Hemophilia A, B, or C

Overview


Plain-Language Overview

Hemophilia A, B, and C are genetic bleeding disorders that affect the body's ability to form blood clots properly. These conditions involve the blood clotting system, specifically deficiencies in certain clotting factors that help stop bleeding. People with these disorders may experience excessive bleeding from injuries, surgeries, or even spontaneously, especially into joints and muscles. The severity of bleeding varies depending on the level of the missing clotting factor. These conditions primarily affect the blood and vascular system and can lead to serious complications if bleeding is not controlled.
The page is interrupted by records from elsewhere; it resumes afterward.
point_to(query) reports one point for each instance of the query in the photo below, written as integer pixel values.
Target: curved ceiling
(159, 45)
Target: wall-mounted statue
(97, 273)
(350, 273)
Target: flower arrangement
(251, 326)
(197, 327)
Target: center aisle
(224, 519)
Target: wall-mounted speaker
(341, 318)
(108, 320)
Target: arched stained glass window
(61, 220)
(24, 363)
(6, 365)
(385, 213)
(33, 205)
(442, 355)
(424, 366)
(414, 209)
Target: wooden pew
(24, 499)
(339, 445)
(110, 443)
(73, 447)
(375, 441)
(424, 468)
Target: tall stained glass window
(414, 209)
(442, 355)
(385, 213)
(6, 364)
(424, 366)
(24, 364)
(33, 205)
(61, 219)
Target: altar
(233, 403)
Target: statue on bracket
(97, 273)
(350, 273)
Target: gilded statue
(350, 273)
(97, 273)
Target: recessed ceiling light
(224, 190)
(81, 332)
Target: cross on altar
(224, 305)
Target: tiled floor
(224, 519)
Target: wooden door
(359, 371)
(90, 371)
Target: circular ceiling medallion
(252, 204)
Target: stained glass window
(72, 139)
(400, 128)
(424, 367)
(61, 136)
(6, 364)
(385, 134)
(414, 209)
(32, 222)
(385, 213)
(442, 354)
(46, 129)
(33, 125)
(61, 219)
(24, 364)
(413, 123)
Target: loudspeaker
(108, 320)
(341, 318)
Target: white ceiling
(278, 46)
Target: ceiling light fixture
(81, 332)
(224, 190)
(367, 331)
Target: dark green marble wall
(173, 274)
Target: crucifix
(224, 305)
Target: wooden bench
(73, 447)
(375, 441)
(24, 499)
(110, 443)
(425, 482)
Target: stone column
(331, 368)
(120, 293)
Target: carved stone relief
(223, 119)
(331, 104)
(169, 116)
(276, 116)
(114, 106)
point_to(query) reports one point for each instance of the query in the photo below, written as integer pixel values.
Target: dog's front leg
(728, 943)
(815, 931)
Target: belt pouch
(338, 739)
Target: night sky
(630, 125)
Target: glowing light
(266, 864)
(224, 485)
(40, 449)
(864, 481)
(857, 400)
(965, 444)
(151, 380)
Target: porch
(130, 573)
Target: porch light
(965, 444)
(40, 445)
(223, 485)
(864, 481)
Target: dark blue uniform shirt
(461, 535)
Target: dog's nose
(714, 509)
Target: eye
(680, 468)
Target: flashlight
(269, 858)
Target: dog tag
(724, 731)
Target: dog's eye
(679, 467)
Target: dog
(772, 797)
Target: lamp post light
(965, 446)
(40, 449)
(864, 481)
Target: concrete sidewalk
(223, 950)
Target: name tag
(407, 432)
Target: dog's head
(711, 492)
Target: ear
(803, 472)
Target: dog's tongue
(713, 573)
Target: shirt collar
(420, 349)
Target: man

Understanding these disorders helps explain why some people bruise easily or bleed longer than usual.

Clinical Definition

Hemophilia A, B, and C are inherited bleeding disorders characterized by deficiencies in specific coagulation factors: factor VIII in Hemophilia A, factor IX in Hemophilia B, and factor XI in Hemophilia C. These deficiencies impair the intrinsic pathway of the coagulation cascade, leading to defective fibrin clot formation and prolonged bleeding. Hemophilia A and B are X-linked recessive disorders caused by mutations in the F8 and F9 genes, respectively, predominantly affecting males. Hemophilia C is autosomal recessive and caused by mutations in the F11 gene, often presenting with milder bleeding symptoms. Clinically, these disorders manifest as prolonged bleeding, spontaneous hemarthroses, and deep tissue hemorrhages. The severity correlates with the residual activity of the deficient factor. Early diagnosis and management are critical to prevent morbidity from bleeding complications.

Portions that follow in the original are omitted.